My guess is that it is happening with exactly the probability that you would expect from a random walk.

Tim said...

anon 7:08
Yes, everything from the Onion is satire - that's what makes it fun.

anon 7:27
I've looked at that chart hundreds of times and what appeared last week I don't think I'd ever seen before. There is certainly some randomness involved, but the chart today is much more typical.

Anonymous said...

I've looked at that chart hundreds of times

OK, you're saying 0.3%?

And when you do the random walk math, what do you get for a percentage?

C'mon tim, do you see patterns at the roulette wheel too?

Anonymous said...

Let's do arithmetic based on "hundreds of times"

You looked at the trailing 3 days of price information, and claimed that this particular correlation is unique among hundreds of times.

If you look at that same plot one day a year, you've seen hundreds of those plots. So this particular magic correlation happens about once a year?

If you then add in statistical variation, maybe this viewing was earlier than the mean time between events. So 50% that it's more than once a year.

Or perhaps it was later than the mean time. So 50% chance that it happens more than once a year.

Quantifying "unusual" might be a good idea.

Anonymous said...

The guys at the fed are out of control..

Hoenig Says Fed Must Guard Against 'Overshooting' on Rates
http://online.wsj.com/article/SB114805978021957929.html?mod=home_whats_news_us

A Federal Reserve policy maker said the central bank has to be mindful of the lagged impact of previous increases in interest rates and the risks of "overshooting" with future rate increases.

Thomas Hoenig, president of the Federal Reserve Bank of Kansas City, said while recent inflation readings have been a bit higher than he anticipated, they result from prior accommodative monetary policy and he expects inflation and economic growth to moderate in response to the most recent rate increases.

"One of the things I've learned is … that monetary policy works with a lag, but it's hard to appreciate that when you're in the midst of the cycle," Mr. Hoenig said in an interview Friday with The Wall Street Journal.

"That's really our challenge right now: to be careful in judging where we are in the cycle as we have removed accommodation in the past, and [ask], is that enough, or do you need to go more?"

He added, "I'm still very much opposed to allowing inflation pressures to get out… But you don't want to be so dogmatic that you're not taking into account … how lagged [monetary policy's] effects are."

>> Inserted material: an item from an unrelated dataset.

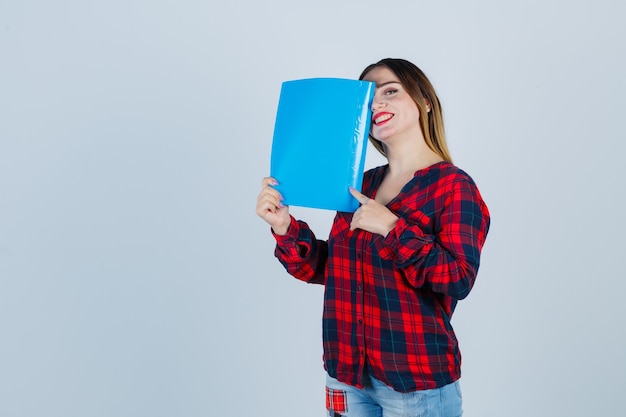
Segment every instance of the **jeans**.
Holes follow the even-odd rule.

Big bounce int he gold miners index

http://finance.yahoo.com/q/bc?s=%5EHUI&t=1d

Tim said...

I don't think I was making too much of the gold charts. I saw something that to me looked very unusual so I called it that - it's as simple as that.

Anonymous said...

How about this:

You guys get busy quantifying how unusual the Kitco gold charts are for a particular day. Tim and I will buy some more gold mining shares. At the end of the year we'll see who makes more money.

Anonymous said...

don't recall the fed being concerned about 'overshooting' on the downside. I mean, they didn't seem to have any problem at all with people getting in debt up to their eyeballs by offering out that 'liquidity'

Nor did I ever hear them express any concern their reckless policies would cause the price of gasoline to go above $3.00/gallon because the devalued dollar buys less imported oil.

What will come to be the great Fed irony is their capacity to form another "committee to save the world" will not be effective because future finacial problems will be the result of all that liquidity -- you know, the stuff they need to "save the world"

http://www.time.com/time/covers/0,16641,19990215,00.html

Anonymous said...

You gots to be buying now or soon. PMs and commodities 20-30-40-50% off! Wahoo!!! Sale ends soon.